Types of Learning That Cybersecurity AI Should Leverage by Sohrob Kazerounian

Despite the recent explosion in machine learning and artificial intelligence (AI) research, there is no singular method or algorithm that works best in all cases. In fact, this notion has been formalized and shown mathematically in a result known as the No Free Lunch theorem (Wolpert and Macready 1997).

No single algorithm will outperform all other algorithms, across all possible problem spaces, particularly when considered under various real-world constraints like space and time complexity and availability of training data.

As such, AI systems that are designed to detect advanced cybersecurity threats must be tailored to the specific problems for which they are being deployed and should make use of the best available tools and algorithms for the types of detections they are designed to trigger.

As in other domains, AI systems in cybersecurity must be validated on the following criteria:

Can the AI system detect, cluster, classify and make predictions that would not have been possible to detect, cluster, classify or predict by humans alone?
Does the AI system make predictions and classifications that reduce the amount of human intervention and analysis required? Does it make predictions and classifications that increase the amount of human intervention and analysis required?

Designing an AI system that is capable of learning to simultaneously achieve both goals requires a deep understanding of the problem space and a breadth of understanding across machine learning algorithms in general. Attempts to use monolithic solutions that uniformly learn about the myriad security threats and intrusions across modern networks are bound to fall short on the former goal, while creating too many false detections to provide any benefit towards the latter.

Similarly, the use of multiple techniques or algorithms to detect each type of threat independently requires an intricate knowledge of how each algorithm functions and the ways in which it might fall short. Incomplete knowledge about the algorithm can lead to the very real possibility of subpar performance in the ability of a system to detect a threat and the amount of work created for network administrators because of false positives.

Problem scope

Because of the wide-ranging nature of cybersecurity threats today, many algorithms should be in the arsenal for any team developing AI solutions that automate the detection of cyberattacks. These include techniques from time-series analysis, NLP, statistics, neural networks, linear algebra, and topology. Nevertheless, the first determination that needs to be made about an algorithm is whether it should learn to make predictions in a supervised or unsupervised manner.

Does there exist a dataset of labeled data from which an algorithm can learn to map inputs to labels? Or does the algorithm need to learn which inputs are malicious and which aren’t, in an unsupervised fashion, without the use of labels? If a labeled dataset exists, is it sufficiently representative of the attack surface that the algorithm is being designed for? Is the data drawn from a distribution that covers the space of network, device, user and connection types that will be observed when the system is put into production? Even if these criteria hold, are there reasons to prefer unsupervised learning methods that instead ignore the class labels altogether?

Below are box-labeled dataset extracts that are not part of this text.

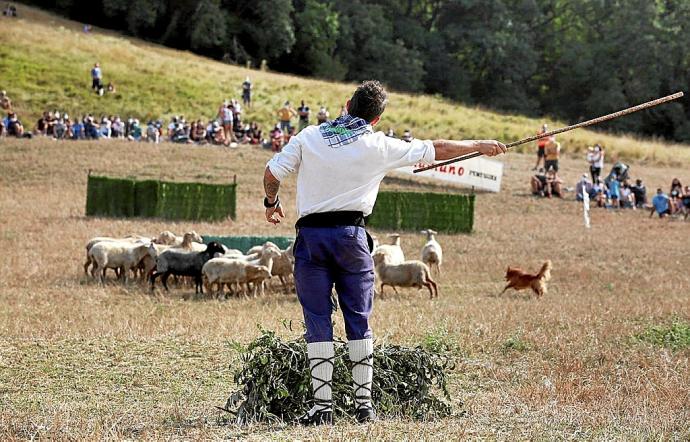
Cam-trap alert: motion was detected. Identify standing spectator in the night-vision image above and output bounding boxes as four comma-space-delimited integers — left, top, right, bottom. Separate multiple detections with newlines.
680, 186, 690, 219
99, 115, 112, 138
575, 173, 592, 201
544, 138, 561, 173
530, 168, 546, 196
297, 100, 311, 131
546, 167, 563, 198
53, 118, 67, 140
589, 144, 604, 183
609, 173, 621, 208
630, 179, 647, 208
242, 77, 252, 107
91, 63, 103, 95
146, 120, 161, 144
110, 115, 125, 138
532, 123, 556, 170
649, 188, 671, 218
271, 124, 283, 152
218, 100, 235, 143
0, 91, 12, 111
402, 129, 413, 143
316, 106, 331, 124
668, 178, 683, 214
277, 101, 297, 132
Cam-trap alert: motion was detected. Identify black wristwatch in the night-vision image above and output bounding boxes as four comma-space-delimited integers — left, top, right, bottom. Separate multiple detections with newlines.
264, 195, 280, 209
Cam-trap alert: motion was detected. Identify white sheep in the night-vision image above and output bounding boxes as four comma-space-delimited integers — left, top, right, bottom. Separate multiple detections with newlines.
374, 254, 438, 299
372, 233, 405, 264
421, 229, 443, 276
84, 235, 151, 275
201, 247, 280, 296
89, 241, 149, 283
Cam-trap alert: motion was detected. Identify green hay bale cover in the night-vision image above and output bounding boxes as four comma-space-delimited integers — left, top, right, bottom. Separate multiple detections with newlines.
201, 235, 295, 253
367, 192, 474, 233
86, 176, 237, 221
86, 176, 135, 217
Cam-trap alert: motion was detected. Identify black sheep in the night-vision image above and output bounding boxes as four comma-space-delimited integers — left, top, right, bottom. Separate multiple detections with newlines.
151, 241, 224, 294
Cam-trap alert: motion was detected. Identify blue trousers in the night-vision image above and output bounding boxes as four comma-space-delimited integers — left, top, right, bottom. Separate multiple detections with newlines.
293, 226, 374, 342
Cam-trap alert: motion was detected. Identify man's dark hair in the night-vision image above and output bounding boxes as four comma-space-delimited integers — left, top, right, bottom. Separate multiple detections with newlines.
347, 80, 388, 122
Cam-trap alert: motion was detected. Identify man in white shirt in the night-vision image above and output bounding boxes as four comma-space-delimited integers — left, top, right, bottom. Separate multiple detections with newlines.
264, 81, 506, 425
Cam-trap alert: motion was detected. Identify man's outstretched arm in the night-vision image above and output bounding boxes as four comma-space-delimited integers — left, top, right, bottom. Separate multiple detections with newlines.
264, 166, 285, 224
433, 140, 506, 161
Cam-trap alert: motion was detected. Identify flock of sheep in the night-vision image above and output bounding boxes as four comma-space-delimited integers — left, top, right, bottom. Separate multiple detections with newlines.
84, 230, 443, 298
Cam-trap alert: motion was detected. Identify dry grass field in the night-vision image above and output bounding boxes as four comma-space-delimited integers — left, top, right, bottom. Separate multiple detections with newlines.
0, 139, 690, 440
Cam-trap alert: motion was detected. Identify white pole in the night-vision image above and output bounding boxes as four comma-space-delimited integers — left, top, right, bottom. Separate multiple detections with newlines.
582, 183, 591, 229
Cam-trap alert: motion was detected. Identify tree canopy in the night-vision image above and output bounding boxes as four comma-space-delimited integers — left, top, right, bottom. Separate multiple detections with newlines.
28, 0, 690, 142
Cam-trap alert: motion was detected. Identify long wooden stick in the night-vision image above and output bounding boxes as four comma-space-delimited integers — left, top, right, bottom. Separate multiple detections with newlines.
414, 92, 683, 173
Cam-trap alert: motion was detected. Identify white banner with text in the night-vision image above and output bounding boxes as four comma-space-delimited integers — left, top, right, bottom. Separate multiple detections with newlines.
395, 157, 503, 192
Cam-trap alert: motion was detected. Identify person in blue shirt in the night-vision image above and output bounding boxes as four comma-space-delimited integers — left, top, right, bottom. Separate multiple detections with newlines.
649, 188, 671, 218
609, 174, 621, 207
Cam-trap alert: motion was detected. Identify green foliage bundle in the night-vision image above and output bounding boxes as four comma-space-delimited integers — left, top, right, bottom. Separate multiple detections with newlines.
225, 331, 453, 424
635, 318, 690, 351
86, 175, 237, 221
367, 192, 474, 233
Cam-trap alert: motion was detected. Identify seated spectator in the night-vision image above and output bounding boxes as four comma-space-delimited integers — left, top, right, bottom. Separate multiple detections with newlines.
530, 168, 546, 196
271, 124, 283, 152
546, 167, 563, 198
609, 173, 621, 209
146, 121, 160, 144
5, 112, 31, 138
34, 112, 48, 136
72, 119, 84, 140
630, 179, 647, 208
402, 129, 412, 143
110, 115, 125, 138
649, 188, 671, 218
575, 173, 592, 201
129, 118, 141, 141
192, 120, 206, 144
620, 180, 637, 210
170, 122, 190, 143
54, 118, 67, 140
0, 91, 12, 111
2, 3, 17, 18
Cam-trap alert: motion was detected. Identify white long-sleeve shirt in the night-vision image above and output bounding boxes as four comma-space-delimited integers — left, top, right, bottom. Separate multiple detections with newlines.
267, 126, 436, 218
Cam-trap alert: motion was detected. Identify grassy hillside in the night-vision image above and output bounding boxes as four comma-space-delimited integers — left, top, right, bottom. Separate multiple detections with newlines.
0, 6, 690, 166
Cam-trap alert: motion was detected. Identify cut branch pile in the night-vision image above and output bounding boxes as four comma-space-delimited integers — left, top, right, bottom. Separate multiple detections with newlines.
225, 331, 453, 424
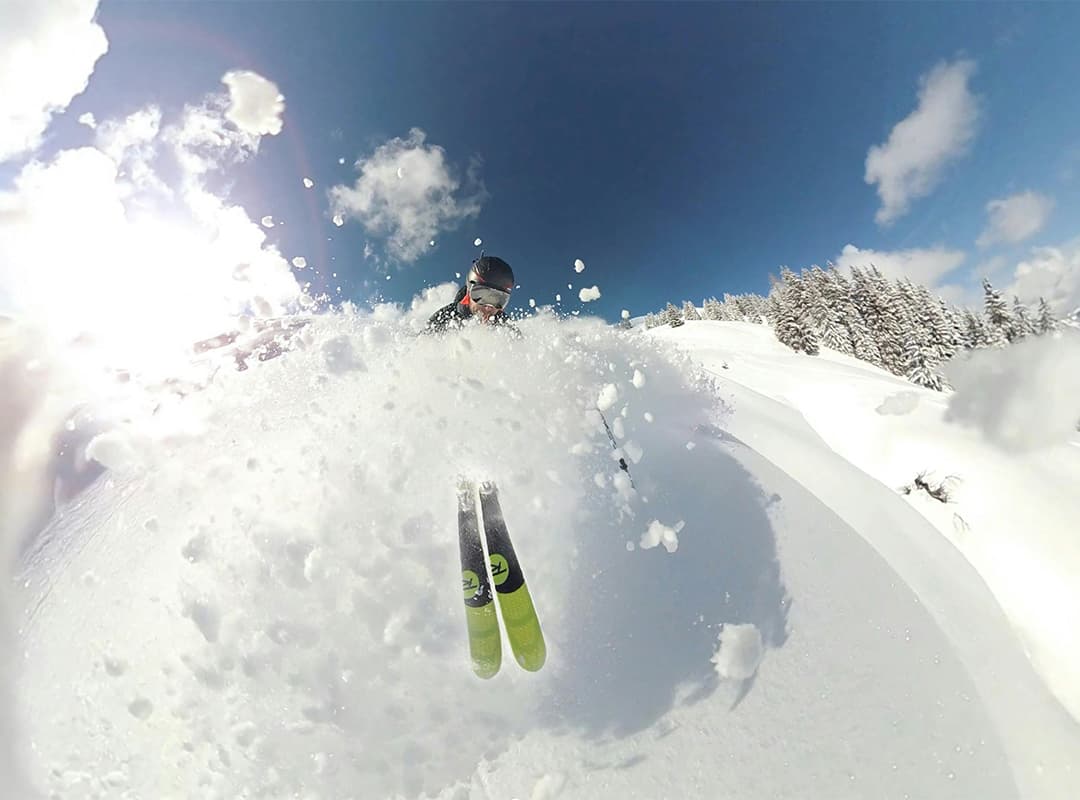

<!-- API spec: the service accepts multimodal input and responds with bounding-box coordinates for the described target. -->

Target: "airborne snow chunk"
[712,625,765,680]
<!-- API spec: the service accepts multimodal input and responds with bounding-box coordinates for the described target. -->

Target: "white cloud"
[0,78,300,366]
[578,286,600,302]
[834,244,966,287]
[945,330,1080,451]
[329,128,487,261]
[865,60,978,225]
[977,191,1054,247]
[0,0,109,163]
[1004,239,1080,313]
[164,94,270,179]
[221,70,285,136]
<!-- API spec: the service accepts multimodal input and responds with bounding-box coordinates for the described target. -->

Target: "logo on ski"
[461,569,480,600]
[491,553,510,586]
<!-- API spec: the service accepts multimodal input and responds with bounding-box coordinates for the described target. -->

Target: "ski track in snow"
[8,311,1076,800]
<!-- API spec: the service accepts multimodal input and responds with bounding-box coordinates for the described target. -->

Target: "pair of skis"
[458,479,548,678]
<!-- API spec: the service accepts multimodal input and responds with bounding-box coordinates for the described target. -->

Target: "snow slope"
[643,322,1080,719]
[11,309,1080,800]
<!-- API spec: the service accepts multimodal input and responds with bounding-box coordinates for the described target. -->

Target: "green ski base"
[458,482,502,679]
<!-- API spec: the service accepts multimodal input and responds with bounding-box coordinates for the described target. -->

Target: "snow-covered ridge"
[8,309,1080,800]
[654,322,1080,719]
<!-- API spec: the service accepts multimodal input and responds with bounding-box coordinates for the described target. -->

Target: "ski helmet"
[465,256,514,293]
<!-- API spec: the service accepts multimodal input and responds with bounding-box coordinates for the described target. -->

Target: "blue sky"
[8,0,1080,320]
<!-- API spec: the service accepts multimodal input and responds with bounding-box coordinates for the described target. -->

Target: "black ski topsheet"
[480,482,548,672]
[458,480,502,678]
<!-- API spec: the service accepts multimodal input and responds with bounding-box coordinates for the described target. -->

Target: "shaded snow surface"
[10,313,1077,800]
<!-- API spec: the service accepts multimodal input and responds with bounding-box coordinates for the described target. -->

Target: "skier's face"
[473,303,499,325]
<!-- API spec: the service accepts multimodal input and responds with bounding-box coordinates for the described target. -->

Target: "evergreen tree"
[963,310,991,349]
[1009,296,1035,341]
[1035,297,1057,336]
[703,297,724,322]
[809,267,854,355]
[904,335,945,392]
[983,277,1013,347]
[774,267,818,355]
[660,302,683,325]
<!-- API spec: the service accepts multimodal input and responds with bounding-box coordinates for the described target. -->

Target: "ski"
[479,482,548,672]
[458,480,502,678]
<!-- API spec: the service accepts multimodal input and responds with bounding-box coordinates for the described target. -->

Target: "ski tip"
[516,650,548,673]
[473,661,499,680]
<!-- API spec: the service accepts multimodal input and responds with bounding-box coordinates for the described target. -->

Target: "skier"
[427,254,521,336]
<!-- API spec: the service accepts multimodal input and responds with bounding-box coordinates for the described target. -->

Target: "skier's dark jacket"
[426,286,522,336]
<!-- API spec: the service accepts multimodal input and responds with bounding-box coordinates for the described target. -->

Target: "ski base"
[458,482,502,679]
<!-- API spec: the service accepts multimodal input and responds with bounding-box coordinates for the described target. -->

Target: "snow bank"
[21,307,783,797]
[945,330,1080,452]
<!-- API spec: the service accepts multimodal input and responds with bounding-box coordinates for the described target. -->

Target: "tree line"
[645,266,1059,391]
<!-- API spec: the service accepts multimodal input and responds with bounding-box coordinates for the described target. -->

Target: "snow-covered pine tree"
[904,334,945,392]
[773,267,819,355]
[1009,295,1035,341]
[963,309,991,349]
[937,297,974,355]
[912,284,957,363]
[1035,297,1057,336]
[851,267,888,369]
[870,274,924,375]
[702,297,724,322]
[735,294,765,325]
[983,277,1013,347]
[804,266,854,355]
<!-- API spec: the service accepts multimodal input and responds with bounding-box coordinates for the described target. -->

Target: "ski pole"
[596,406,637,491]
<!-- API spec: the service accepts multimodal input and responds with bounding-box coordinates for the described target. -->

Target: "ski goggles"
[469,283,510,309]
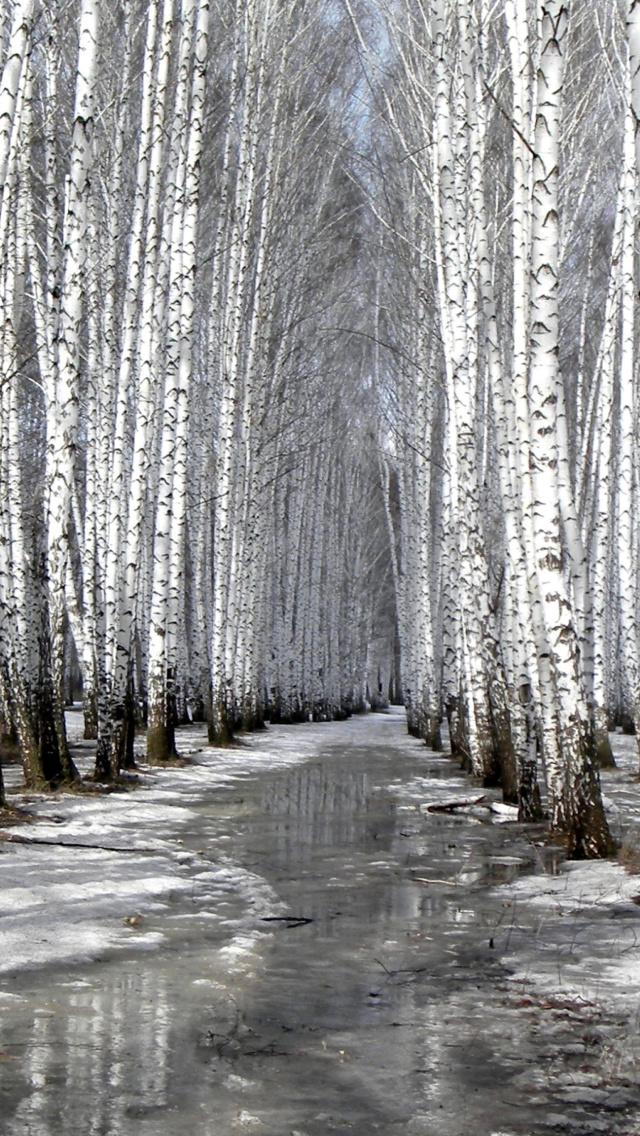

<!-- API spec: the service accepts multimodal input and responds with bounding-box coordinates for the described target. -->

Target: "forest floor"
[0,711,640,1136]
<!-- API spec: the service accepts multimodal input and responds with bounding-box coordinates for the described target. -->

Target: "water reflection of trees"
[261,765,375,863]
[6,970,171,1136]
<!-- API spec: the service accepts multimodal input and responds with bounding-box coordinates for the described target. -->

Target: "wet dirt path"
[0,716,640,1136]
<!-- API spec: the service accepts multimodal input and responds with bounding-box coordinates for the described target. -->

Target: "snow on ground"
[496,734,640,1011]
[0,710,325,974]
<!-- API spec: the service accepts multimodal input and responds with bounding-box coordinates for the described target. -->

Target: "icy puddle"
[0,716,640,1136]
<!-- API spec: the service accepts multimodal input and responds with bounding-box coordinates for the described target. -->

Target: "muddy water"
[0,719,638,1136]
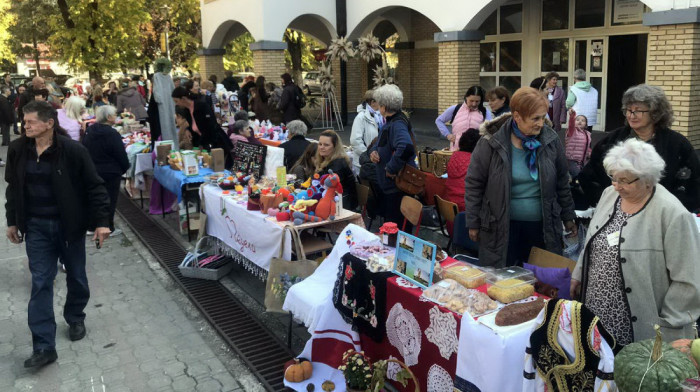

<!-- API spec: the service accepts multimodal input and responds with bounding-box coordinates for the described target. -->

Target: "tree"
[0,0,15,61]
[224,32,255,72]
[284,29,321,83]
[9,0,57,70]
[49,0,150,79]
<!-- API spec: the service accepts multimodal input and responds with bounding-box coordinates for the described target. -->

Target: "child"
[565,110,591,179]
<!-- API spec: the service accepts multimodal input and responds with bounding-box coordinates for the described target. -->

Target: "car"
[302,71,321,95]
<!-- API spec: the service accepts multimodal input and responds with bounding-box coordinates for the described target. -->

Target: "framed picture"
[392,231,437,289]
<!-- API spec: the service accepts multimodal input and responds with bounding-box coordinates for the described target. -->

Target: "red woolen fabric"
[445,151,472,212]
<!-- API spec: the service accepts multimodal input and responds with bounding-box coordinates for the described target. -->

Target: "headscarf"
[513,120,542,181]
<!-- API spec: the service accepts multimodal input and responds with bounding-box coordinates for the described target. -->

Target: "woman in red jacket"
[445,128,480,212]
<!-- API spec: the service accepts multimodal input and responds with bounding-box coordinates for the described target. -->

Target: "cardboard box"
[156,144,173,166]
[211,148,226,172]
[528,246,576,273]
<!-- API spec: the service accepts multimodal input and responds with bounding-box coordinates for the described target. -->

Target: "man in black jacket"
[5,101,109,367]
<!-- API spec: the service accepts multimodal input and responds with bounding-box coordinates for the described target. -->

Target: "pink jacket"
[566,111,591,166]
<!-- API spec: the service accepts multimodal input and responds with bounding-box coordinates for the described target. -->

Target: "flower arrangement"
[338,350,372,391]
[338,350,420,392]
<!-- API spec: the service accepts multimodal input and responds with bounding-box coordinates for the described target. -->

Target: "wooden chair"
[401,196,423,234]
[355,184,372,230]
[434,195,459,249]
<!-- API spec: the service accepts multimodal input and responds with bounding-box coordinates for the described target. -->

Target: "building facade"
[200,0,700,148]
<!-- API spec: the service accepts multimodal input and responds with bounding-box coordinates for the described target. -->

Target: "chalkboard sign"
[231,141,267,179]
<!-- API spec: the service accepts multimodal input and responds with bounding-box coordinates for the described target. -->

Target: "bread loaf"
[496,298,545,327]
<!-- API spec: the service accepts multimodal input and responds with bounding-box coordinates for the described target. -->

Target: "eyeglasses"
[622,109,649,118]
[608,174,639,185]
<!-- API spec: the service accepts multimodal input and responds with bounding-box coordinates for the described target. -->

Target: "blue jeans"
[25,218,90,351]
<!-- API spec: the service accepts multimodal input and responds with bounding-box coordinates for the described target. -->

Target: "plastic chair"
[452,212,479,254]
[434,195,459,249]
[401,196,423,234]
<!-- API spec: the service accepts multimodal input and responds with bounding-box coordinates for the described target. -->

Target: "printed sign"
[392,231,437,289]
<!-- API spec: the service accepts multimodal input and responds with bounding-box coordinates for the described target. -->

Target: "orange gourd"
[284,359,313,382]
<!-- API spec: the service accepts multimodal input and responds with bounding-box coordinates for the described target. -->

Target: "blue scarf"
[513,120,542,181]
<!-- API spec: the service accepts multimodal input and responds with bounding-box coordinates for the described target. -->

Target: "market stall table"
[153,165,214,241]
[200,185,362,276]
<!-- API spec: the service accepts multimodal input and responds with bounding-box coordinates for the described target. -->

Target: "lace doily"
[425,306,459,360]
[428,365,454,392]
[396,277,418,289]
[386,303,421,366]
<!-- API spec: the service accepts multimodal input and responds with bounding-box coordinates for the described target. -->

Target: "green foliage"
[48,0,150,77]
[0,0,15,60]
[224,32,255,72]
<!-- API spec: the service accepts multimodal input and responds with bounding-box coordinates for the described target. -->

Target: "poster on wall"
[393,231,437,289]
[613,0,644,24]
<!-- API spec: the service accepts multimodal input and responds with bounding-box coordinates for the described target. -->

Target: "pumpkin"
[284,359,313,382]
[615,325,698,392]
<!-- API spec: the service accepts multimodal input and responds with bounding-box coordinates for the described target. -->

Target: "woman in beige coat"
[571,139,700,346]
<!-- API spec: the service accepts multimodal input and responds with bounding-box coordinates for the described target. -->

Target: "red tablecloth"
[423,173,447,206]
[360,276,462,391]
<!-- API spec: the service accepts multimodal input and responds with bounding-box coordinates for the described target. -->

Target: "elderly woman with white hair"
[280,120,311,169]
[571,139,700,346]
[83,105,130,235]
[370,84,416,232]
[57,95,85,141]
[578,84,700,211]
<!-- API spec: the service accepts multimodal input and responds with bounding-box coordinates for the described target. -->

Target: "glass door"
[571,37,608,131]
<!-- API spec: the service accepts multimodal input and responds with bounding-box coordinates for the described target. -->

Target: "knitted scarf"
[513,121,542,180]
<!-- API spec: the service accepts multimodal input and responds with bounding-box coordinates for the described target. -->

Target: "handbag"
[433,149,454,177]
[265,225,318,313]
[394,164,425,196]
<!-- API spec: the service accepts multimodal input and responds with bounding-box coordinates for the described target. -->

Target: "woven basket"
[433,149,454,177]
[178,236,233,280]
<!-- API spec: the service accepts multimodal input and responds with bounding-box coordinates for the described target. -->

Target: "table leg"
[182,190,192,241]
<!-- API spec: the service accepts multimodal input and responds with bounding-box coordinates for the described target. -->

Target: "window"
[498,41,522,72]
[542,0,569,31]
[500,4,523,34]
[574,0,605,29]
[541,38,569,72]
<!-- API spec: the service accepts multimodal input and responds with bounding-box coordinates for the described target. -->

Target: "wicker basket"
[178,236,233,280]
[433,149,454,177]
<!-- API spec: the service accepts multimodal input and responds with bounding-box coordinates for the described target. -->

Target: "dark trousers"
[381,191,413,234]
[25,218,90,351]
[0,124,12,146]
[102,176,122,231]
[506,220,544,267]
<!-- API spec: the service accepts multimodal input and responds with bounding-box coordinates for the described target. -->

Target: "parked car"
[302,71,321,95]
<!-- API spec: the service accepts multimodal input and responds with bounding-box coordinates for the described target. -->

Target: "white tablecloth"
[282,224,378,333]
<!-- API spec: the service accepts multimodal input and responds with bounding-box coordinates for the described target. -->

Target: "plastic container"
[442,261,487,289]
[486,267,537,304]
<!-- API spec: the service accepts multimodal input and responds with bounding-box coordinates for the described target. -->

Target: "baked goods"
[486,279,535,304]
[423,279,498,317]
[442,262,486,289]
[496,298,545,327]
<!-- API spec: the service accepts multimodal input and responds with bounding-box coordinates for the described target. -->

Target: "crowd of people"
[0,61,700,367]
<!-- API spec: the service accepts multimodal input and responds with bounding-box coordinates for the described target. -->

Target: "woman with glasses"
[571,138,700,349]
[579,84,700,211]
[465,87,577,267]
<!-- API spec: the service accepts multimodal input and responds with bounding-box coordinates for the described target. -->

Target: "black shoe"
[24,350,58,368]
[68,321,86,342]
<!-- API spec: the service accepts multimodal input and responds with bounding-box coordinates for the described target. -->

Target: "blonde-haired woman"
[57,95,85,141]
[316,129,357,210]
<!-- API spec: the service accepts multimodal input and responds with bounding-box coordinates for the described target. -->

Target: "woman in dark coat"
[82,105,130,235]
[466,87,577,267]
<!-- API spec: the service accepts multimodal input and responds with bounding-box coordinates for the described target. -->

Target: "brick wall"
[199,55,224,84]
[253,50,287,84]
[647,24,700,149]
[436,41,479,112]
[410,48,438,110]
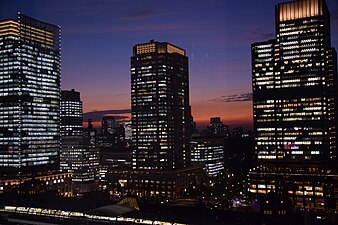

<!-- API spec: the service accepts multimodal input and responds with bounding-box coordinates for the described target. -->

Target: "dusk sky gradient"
[0,0,338,128]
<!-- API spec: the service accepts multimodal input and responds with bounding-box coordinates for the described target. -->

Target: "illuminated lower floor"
[0,206,185,225]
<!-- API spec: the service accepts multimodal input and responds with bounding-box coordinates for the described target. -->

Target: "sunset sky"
[0,0,338,128]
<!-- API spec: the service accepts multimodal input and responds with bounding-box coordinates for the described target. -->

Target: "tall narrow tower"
[0,13,60,176]
[249,0,338,209]
[131,41,191,170]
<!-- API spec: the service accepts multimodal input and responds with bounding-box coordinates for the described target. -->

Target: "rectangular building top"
[134,41,185,56]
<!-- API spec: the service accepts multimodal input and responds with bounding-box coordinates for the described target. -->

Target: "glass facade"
[0,13,61,174]
[249,0,337,209]
[131,41,191,170]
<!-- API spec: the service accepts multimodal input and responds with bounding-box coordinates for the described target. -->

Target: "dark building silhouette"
[131,41,191,170]
[249,0,338,210]
[107,41,202,198]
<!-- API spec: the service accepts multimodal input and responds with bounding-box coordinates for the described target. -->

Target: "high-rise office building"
[249,0,338,209]
[107,41,202,198]
[0,13,61,175]
[60,89,83,137]
[131,41,191,170]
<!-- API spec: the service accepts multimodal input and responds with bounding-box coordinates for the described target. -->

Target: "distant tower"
[60,89,99,192]
[61,89,83,137]
[208,117,229,138]
[102,116,115,134]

For example, in the case of domain generation algorithms (DGAs), in which an infected host makes connections to domains whose names have been randomly generated to avoid simply blacklisting the domain, several large datasets contain examples of known good domains (labeled as Class 0 in the table below), and known DGA domains (Class 1). The labeled training set can be used to learn a functional mapping between the domain name and the class (normal vs. DGA, 0 vs 1). It is also possible to use unsupervised methods that can learn about the underlying statistics of normal domains, which would label anything out of the “ordinary,” as having been generated by a DGA.

The use of unsupervised learning could be advantageous if the datasets in question are out of date or contain errors. It could be even more damaging if attackers have prior knowledge of the training sets to adapt their DGAs to avoid detection.

Normal domain (class label 0)

DGA domain (class label 1)

google.com

tmwqfxrmb.ac

soundcloud.com

pkmeprkwtxigpnjshcsddhkgn.in

litetech.eu

nawntgvcbixvwh.net

urban-research.jp

gujtvpqvd.com

Making such a determination requires an understanding of the attack under consideration. It also necessitates knowing the proper techniques for training, testing and validating models to quantify over-fitting to a specific dataset, while allowing for generalization to new and unseen data.